Devices for Measuring Eye Pressure (Tonometers)
The primary device used to check eye pressure is the Goldmann applanation tonometer (GAT), which is considered the gold standard for measuring intraocular pressure (IOP). 1
Types of Tonometers
Contact Tonometers
Goldmann Applanation Tonometer (GAT)
- Mounted to a slit lamp
- Requires topical anesthesia
- Measures IOP by flattening a small area of the central cornea
- Considered the gold standard for IOP measurement
- Identifies the "just-touching" inside edges of semicircular mires viewed through the prism tip
Dynamic Contour Tonometer (Pascal technique)

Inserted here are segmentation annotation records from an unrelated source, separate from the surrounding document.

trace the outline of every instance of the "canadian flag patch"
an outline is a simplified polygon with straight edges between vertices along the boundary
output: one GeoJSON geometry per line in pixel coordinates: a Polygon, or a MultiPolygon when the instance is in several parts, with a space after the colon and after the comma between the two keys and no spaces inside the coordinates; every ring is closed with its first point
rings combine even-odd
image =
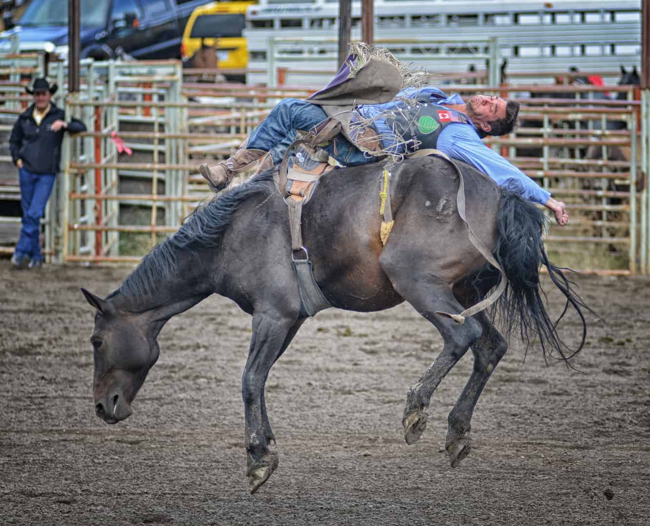
{"type": "Polygon", "coordinates": [[[440,122],[451,122],[451,114],[443,110],[438,110],[438,118],[440,122]]]}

- Uses a piezoresistive sensor embedded in the tonometer tip
- Samples IOP 100 times per second
- Concave tip shape minimizes influence of corneal properties
- Requires topical anesthesia
- Mounted to the slit lamp
- Calculates IOP independent of corneal properties
Rebound Tonometer (iCare)
- Uses an induction coil to magnetize a small plastic-tipped metal probe
- Rapidly fires probe against cornea (0.25 m/sec)
- Analyzes deceleration rate and contact time
- Does not require topical anesthesia
- Requires six measurements for accuracy
Mackay-Marg Tonometer
- Handheld, battery-powered device
- Combines applanation and indentation mechanisms
- Has a small applanating plunger
- Requires topical anesthesia
- Multiple readings are averaged
Non-Contact Tonometers
Air-Puff Tonometer (Non-Contact Tonometer)
Ocular Response Analyzer
- Uses bidirectional applanation process with air pulse
- Measures biomechanical properties of cornea (hysteresis)
- Calculates "corneal-compensated" and GAT-equivalent IOP
- Does not require topical anesthesia
- Also measures ocular pulse amplitude
Clinical Considerations
Accuracy and Reliability
- GAT remains the most reliable method for measuring IOP 2
- Non-contact tonometers typically measure IOP higher than GAT, especially at higher pressure readings 2, 4
- Central corneal thickness (CCT) affects all tonometry readings, with non-contact tonometry being most affected 4, 3
Special Circumstances
- In diseased or post-surgical corneas, GAT may be very inaccurate due to:
- Alterations in corneal thickness
- Changes in hydration state
- Corneal curvature/astigmatism
- Irregular corneal epithelial surface
- Corneal stromal scarring 1
Clinical Practice
- For routine screening, non-contact tonometers are suitable 4
- For accurate diagnosis and management of glaucoma, GAT is preferred 2, 3
- For patients with corneal abnormalities, alternative techniques should be used 1
- Consistency in using the same device for follow-up measurements is important for detecting meaningful IOP changes 1
Common Pitfalls
- Relying solely on non-contact tonometry for definitive diagnosis can lead to unnecessary referrals, particularly in patients with thicker corneas 3
- Not accounting for the effect of central corneal thickness on IOP measurements
- Using different tonometers for follow-up measurements, making trend analysis difficult
- Not recognizing the limitations of GAT in diseased corneas
When selecting a tonometer for clinical use, consider the specific patient population, the need for accuracy versus convenience, and the presence of any corneal abnormalities that might affect measurements.